KC McGinnis | March 15, 2016
After extreme weather events like the devastating floods of 2008 or the record precipitation Iowans have experienced so far in the winter of 2015, scientists are often asked if and how much these events can be attributed to climate change. In the past, caution not to blame severe weather on just one factor — taking into account natural fluctuations in temperature, moisture and other non human-caused factors — has been the standard. Now, however, scientists are increasingly confident attributing extreme weather events to human-caused climate change.
A study released earlier this month by The National Academy of Sciences concludes that scientists are more able to determine how climate change affects the intensity and likelihood of extreme weather events like floods and droughts. Extreme event attribution, a relatively new science according to the study, has made rapid advancements in the last ten years, “owing to improvements in the understanding of climate and weather mechanisms and the analytical methods used to study specific events.” These studies are able to use a combination of observational records of pre and mid-Industrial trends and advanced simulations of weather situations with and without factors like increased atmospheric carbon dioxide and higher temperatures.
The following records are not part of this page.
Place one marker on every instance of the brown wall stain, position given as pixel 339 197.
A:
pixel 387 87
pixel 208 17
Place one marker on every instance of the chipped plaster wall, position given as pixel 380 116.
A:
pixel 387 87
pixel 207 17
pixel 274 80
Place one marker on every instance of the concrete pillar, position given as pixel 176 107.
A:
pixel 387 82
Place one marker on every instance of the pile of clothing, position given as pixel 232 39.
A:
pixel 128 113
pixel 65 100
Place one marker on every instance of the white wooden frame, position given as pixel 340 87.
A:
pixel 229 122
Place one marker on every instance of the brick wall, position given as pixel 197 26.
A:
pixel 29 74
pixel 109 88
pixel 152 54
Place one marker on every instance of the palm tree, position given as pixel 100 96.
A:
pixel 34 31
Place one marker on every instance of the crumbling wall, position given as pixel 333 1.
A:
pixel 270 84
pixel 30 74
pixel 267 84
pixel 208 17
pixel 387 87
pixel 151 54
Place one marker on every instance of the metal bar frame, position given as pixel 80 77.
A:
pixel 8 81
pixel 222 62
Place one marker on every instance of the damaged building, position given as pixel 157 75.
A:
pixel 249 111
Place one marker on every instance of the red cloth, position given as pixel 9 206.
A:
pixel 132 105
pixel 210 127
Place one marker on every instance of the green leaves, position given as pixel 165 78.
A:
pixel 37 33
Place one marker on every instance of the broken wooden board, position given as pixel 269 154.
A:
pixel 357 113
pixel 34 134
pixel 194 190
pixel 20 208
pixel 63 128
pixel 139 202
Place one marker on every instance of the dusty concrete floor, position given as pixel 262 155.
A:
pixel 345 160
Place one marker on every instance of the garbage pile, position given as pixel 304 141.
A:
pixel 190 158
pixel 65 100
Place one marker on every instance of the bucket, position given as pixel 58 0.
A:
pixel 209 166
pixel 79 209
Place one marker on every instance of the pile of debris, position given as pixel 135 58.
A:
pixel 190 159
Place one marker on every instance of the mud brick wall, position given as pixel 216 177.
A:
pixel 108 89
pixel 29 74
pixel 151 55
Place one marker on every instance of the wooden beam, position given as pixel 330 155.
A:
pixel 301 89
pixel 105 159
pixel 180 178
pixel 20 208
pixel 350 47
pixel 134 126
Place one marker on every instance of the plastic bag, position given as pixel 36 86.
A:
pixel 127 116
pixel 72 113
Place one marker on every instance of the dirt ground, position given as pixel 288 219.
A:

In Iowa, these methods have been undergoing constant improvement since University of Iowa researchers George P. Melanson and Marc P. Armstrong stressed the need for new simulation models in 1990.
Pinpointing the role of climate change in extreme weather is critical for governments and municipalities, who must face decisions over both mitigation of climate change and adaptations to its effects, such as relocation from coastal areas. While the focus of the new study is on observance of past weather events, scientists stressed the need to develop predictive models that can factor climate change into extreme weather.